NSUN2-mediated m5C modification of SOCS3 mRNA modulates macrophage polarization in bladder cancer

Abstract Tumor-associated macrophages (TAMs) are pivotal in facilitating the progression of cancer cells. M1 and M2 are two polarization states of TAMs with opposite functions in tumor progression. While the regulatory role of N6-adenosine (m6A) methylation in macrophage polarization has been established, the function of 5-methylcytosine (m5C) remains unclear. The presence of M2 macrophages in bladder cancer and adjacent normal tissues was validated using fluorescence-activated cell sorting (FACS) and immunofluorescence (IF). The expression of reported m5C regulators (writers, readers, erasers) was screened in M2 macrophages to identify the most relevant regulators. Mechanistic insights into how m5C methylation regulates macrophage polarization were gained through RNA immunoprecipitation (RIP) and quantitative PCR. The FACS and IF results revealed that the main active state of the tumor microenvironment (TME) was the M2 subtype in bladder cancer. Next, NOP2/Sun RNA methyltransferase family member 2 (NSUN2) was identified as the most upregulated RNA m5C methylase in M2 via a qPCR assay.

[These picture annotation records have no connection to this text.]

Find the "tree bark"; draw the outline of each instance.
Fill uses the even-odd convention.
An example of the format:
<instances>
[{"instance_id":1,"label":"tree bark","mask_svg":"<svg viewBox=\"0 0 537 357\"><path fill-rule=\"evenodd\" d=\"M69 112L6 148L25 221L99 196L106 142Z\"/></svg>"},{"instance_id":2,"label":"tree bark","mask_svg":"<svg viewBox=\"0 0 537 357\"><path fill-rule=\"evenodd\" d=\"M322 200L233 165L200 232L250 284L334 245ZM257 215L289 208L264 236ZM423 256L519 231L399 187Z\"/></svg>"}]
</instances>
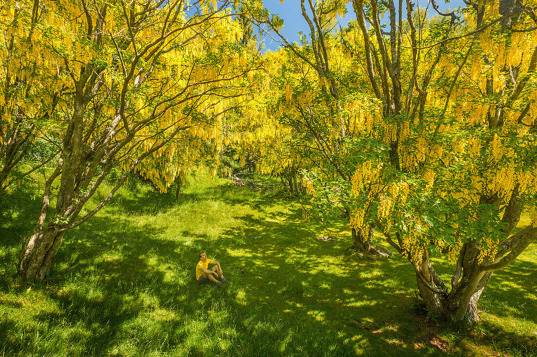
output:
<instances>
[{"instance_id":1,"label":"tree bark","mask_svg":"<svg viewBox=\"0 0 537 357\"><path fill-rule=\"evenodd\" d=\"M47 227L31 238L20 264L19 276L23 281L42 281L50 276L52 262L63 238L57 227Z\"/></svg>"},{"instance_id":2,"label":"tree bark","mask_svg":"<svg viewBox=\"0 0 537 357\"><path fill-rule=\"evenodd\" d=\"M362 227L359 230L352 228L352 246L350 249L358 249L364 252L371 251L375 227L375 224L371 223L367 228Z\"/></svg>"}]
</instances>

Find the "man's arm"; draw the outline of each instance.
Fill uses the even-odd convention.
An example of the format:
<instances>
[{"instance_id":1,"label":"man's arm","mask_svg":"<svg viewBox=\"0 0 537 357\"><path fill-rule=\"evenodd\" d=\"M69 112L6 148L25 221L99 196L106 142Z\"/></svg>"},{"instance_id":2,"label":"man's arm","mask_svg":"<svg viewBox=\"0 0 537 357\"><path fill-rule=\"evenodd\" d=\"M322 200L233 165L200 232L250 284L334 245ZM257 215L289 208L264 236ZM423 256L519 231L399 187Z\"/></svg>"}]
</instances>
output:
<instances>
[{"instance_id":1,"label":"man's arm","mask_svg":"<svg viewBox=\"0 0 537 357\"><path fill-rule=\"evenodd\" d=\"M206 274L217 274L217 273L216 273L216 272L214 271L214 270L211 270L211 269L204 269L203 270L203 272L205 273Z\"/></svg>"}]
</instances>

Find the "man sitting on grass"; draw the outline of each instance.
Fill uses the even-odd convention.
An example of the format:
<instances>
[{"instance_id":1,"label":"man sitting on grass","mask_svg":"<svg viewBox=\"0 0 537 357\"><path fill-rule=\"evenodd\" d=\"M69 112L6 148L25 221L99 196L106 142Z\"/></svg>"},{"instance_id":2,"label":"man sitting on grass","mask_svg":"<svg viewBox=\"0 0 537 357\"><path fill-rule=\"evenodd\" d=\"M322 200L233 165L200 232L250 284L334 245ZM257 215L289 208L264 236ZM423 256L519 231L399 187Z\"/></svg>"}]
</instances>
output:
<instances>
[{"instance_id":1,"label":"man sitting on grass","mask_svg":"<svg viewBox=\"0 0 537 357\"><path fill-rule=\"evenodd\" d=\"M216 282L218 287L223 286L223 283L227 282L228 281L224 278L224 273L222 271L220 263L216 261L208 259L205 251L200 252L199 256L200 261L196 265L196 280L198 280L198 282L202 284L207 282L207 280L211 280ZM211 269L208 269L207 266L211 264L215 264L214 266ZM220 277L222 281L217 280L214 276L215 275Z\"/></svg>"}]
</instances>

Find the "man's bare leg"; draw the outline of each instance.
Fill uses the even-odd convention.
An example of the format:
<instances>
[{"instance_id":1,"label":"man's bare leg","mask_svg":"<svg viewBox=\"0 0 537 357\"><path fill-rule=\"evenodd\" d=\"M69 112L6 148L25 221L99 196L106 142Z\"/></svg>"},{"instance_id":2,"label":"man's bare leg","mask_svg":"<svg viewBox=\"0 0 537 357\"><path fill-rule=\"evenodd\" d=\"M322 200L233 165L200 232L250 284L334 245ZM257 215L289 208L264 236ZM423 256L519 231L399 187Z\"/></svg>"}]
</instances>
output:
<instances>
[{"instance_id":1,"label":"man's bare leg","mask_svg":"<svg viewBox=\"0 0 537 357\"><path fill-rule=\"evenodd\" d=\"M213 271L215 271L213 270ZM214 274L207 274L207 278L213 282L220 282L220 281L217 280L216 278L214 277Z\"/></svg>"},{"instance_id":2,"label":"man's bare leg","mask_svg":"<svg viewBox=\"0 0 537 357\"><path fill-rule=\"evenodd\" d=\"M222 270L222 267L220 266L220 263L217 263L216 265L213 267L213 271L216 272L220 279L226 279L224 278L224 272Z\"/></svg>"}]
</instances>

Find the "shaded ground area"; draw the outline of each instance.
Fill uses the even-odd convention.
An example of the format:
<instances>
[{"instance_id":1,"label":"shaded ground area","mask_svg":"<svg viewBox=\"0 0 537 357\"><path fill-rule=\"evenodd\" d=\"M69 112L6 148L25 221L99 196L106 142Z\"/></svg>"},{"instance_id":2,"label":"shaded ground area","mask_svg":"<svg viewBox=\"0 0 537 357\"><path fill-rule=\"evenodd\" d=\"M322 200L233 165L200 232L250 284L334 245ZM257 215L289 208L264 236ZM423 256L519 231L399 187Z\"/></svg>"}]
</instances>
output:
<instances>
[{"instance_id":1,"label":"shaded ground area","mask_svg":"<svg viewBox=\"0 0 537 357\"><path fill-rule=\"evenodd\" d=\"M485 289L483 324L446 329L419 309L402 259L345 255L348 234L317 239L322 232L302 221L299 207L269 198L223 181L192 182L178 202L172 195L124 192L69 232L48 284L22 286L13 259L35 209L21 200L2 216L0 356L537 351L537 298L527 287L537 284L534 244ZM202 250L231 284L195 282Z\"/></svg>"}]
</instances>

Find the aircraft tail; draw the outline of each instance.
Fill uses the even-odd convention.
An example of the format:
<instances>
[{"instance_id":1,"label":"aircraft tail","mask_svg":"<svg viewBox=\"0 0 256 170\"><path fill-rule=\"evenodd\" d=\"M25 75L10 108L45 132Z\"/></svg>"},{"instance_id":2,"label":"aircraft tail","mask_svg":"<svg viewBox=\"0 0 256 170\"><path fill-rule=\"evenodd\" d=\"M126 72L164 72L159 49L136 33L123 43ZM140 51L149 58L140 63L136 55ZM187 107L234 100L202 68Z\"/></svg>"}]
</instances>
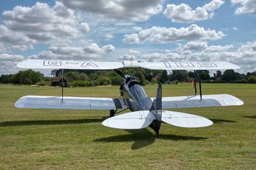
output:
<instances>
[{"instance_id":1,"label":"aircraft tail","mask_svg":"<svg viewBox=\"0 0 256 170\"><path fill-rule=\"evenodd\" d=\"M154 113L156 119L150 125L159 137L161 124L162 121L162 84L159 83L157 88L156 99L153 101L152 106L150 111Z\"/></svg>"}]
</instances>

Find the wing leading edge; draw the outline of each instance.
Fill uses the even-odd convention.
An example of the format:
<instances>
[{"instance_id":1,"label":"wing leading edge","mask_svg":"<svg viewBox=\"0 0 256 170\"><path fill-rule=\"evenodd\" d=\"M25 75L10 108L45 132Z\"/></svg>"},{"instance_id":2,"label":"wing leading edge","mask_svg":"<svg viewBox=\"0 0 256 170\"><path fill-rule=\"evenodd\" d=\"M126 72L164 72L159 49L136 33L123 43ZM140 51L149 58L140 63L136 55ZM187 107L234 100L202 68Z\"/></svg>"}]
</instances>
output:
<instances>
[{"instance_id":1,"label":"wing leading edge","mask_svg":"<svg viewBox=\"0 0 256 170\"><path fill-rule=\"evenodd\" d=\"M72 110L116 110L125 108L123 100L112 98L74 97L27 96L15 104L20 108L72 109Z\"/></svg>"},{"instance_id":2,"label":"wing leading edge","mask_svg":"<svg viewBox=\"0 0 256 170\"><path fill-rule=\"evenodd\" d=\"M92 62L60 60L28 59L17 64L20 68L68 69L115 69L143 67L161 70L218 70L239 69L237 65L225 61L140 62L136 60L120 62Z\"/></svg>"}]
</instances>

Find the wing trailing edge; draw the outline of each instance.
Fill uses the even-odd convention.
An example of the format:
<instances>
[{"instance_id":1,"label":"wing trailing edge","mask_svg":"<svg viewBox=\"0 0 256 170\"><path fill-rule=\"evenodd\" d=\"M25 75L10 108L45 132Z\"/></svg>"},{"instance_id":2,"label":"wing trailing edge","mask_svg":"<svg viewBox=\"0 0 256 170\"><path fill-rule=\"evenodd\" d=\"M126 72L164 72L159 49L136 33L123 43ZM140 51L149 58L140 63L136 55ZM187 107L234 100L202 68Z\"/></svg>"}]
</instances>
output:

According to whole-transcriptome resequencing in si-NSUN2 RAW/THP-1 cells and GO analysis, SOCS3 was determined to be downstream of NSUN2. By methylating particular sites in SOCS3 mRNA, NSUN2 inhibits both the stability and nuclear export of SOCS3 mRNA, which subsequently activates the JAK2/STAT3 signaling pathway and then promotes macrophage polarization to the M2 phenotype while inhibiting M1 polarization. Additionally, this process involves the assistance and balance of the reader YBX1 and the eraser TET2. NSUN2 methylates SOCS3 mRNA to inhibit its stability and nuclear export, which consequently promotes macrophage polarization to M2.